Na avaliação do advogado Lourival Santos, a liberdade de expressão é a base da inteligência, do progresso e do avanço cultural do país. Ele ressaltou que a liberdade de imprensa teve início a partir da Independência do país, em 1822, e destacou a atuação dos jornalistas Líbero Badaró (“um povo sem liberdade é um povo mutilado naquilo que tem de mais nobre, é como se não existisse, porque só através das conquistas do espirito as nações se engrandecem”, e Ruy Barbosa, que se refugiou na Inglaterra após ser perseguido no governo Floriano Peixoto (1891-1894).

Secretária-executiva da Associação Brasileira de Jornalismo Investigativo (Abraji), Cristina Zahar destacou a importância da liberdade de imprensa, sobretudo nos dias atuais.
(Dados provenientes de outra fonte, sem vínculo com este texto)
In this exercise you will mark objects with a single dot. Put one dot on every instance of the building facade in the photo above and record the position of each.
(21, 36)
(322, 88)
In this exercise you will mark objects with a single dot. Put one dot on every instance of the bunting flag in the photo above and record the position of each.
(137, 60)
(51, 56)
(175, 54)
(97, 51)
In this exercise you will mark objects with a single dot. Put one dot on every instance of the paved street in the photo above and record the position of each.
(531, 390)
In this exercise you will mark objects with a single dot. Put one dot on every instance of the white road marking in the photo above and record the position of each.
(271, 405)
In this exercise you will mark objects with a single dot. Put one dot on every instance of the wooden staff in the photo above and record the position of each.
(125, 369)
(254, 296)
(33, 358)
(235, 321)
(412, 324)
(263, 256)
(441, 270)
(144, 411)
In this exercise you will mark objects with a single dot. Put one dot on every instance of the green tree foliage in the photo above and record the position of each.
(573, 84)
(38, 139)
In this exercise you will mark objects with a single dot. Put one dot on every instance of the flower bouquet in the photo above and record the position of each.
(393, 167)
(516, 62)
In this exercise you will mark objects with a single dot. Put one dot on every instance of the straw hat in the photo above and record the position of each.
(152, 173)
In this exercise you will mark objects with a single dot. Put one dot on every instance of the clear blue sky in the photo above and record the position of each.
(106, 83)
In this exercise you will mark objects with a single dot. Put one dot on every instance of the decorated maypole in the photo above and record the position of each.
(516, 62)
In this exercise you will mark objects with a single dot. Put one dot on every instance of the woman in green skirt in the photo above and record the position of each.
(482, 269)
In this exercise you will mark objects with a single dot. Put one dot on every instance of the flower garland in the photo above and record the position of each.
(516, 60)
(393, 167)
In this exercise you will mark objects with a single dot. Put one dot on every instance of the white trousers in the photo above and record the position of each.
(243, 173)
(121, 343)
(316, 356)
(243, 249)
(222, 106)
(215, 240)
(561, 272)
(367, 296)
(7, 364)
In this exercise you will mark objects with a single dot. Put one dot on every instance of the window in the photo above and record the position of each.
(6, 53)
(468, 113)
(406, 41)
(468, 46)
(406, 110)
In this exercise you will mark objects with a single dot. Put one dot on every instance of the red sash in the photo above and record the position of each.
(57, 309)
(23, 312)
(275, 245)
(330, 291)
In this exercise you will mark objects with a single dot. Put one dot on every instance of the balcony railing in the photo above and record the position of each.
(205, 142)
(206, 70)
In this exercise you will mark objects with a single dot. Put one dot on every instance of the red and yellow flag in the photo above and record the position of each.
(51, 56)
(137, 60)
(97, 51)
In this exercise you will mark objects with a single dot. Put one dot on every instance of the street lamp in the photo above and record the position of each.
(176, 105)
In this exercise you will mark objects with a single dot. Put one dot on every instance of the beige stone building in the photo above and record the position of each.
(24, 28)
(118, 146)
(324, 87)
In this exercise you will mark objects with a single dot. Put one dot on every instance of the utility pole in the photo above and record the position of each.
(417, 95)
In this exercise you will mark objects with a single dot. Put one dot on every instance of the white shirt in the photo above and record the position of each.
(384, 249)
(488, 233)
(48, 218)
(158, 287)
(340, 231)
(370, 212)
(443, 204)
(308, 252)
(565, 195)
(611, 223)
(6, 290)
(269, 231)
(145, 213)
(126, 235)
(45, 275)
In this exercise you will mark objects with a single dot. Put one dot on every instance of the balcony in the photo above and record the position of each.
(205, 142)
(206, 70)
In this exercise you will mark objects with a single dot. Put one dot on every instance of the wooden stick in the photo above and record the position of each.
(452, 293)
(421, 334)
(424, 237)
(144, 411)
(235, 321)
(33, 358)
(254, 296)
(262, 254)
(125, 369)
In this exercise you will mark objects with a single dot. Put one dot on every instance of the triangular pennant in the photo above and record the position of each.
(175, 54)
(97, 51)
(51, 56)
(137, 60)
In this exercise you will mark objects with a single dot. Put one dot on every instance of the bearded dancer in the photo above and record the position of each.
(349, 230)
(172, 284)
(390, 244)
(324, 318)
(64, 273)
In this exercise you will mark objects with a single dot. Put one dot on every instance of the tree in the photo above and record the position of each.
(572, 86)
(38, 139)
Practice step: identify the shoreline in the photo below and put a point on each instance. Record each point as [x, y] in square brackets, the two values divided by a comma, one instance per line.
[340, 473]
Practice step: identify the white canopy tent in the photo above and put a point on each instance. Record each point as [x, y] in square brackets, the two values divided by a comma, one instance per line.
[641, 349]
Entre as iniciativas da entidade em defesa da liberdade de imprensa, ela citou os projetos Tim Lopes, Control X e Comprova, de apuração de notícias jornalísticas. Ela explicou ainda que a Abraji monitora casos de violência contra jornalistas no Brasil. Dos atuais 156 casos, 85 referem-se ao assédio virtual, “que é a mais nova modalidade de intimidação de jornalistas no Brasil e no mundo”, afirmou.

No entender da conselheira Maria José Braga, representante dos jornalistas, é necessário investir nos princípios do jornalismo para não ficar dependente da checagem de notícias, que seria usada de forma transversal, mas sem afetar a produção jornalística.
Por sua vez, o conselheiro Davi Emerich, representante da sociedade civil, disse que já existe um “império a favor da liberdade de imprensa bastante sólido no Brasil”.

Para o conselheiro José Antônio de Jesus da Silva, representante dos radialistas, não há liberdade de imprensa no Brasil, tendo em vista os conflitos de interesse entre patrões e empregados.

Encontro discute conteúdo e inteligência artificial
Paralelamente à audiência no Senado, cinco doutores em comunicação com sólida formação acadêmica estiveram reunidos no painel “A visão da comunicação na era do conteúdo e inteligência artificial”. O objetivo do encontro foi o de analisar como os conteúdos estão sendo impactados pela tecnologia, principalmente a IA (inteligência artificial), como isto está sendo recebido pela audiência e a credibilidade da informação. O moderador do painel foi o jornalista e professor do curso de Rádio e TV da Unesp, Francisco Machado Filho.

Em sua palestra, na EXPO 2020, em São Paulo, Carlos Moura, editor-chefe da Revista da SET/PUC Campinas, abordou a verdadeira batalha por audiência e monetização de conteúdos que a TV tradicional e serviços de vídeo por streaming travam. Para isso, demonstrou dois cases: “Game of Thrones”, exibido pela HBO GO; e a transmissão pelo Facebook Watch do jogo do Flamengo contra o San José em partida válida pela Libertadores da América 2019. “Quando o conteúdo é relevante o streaming ao vivo faz sentido.”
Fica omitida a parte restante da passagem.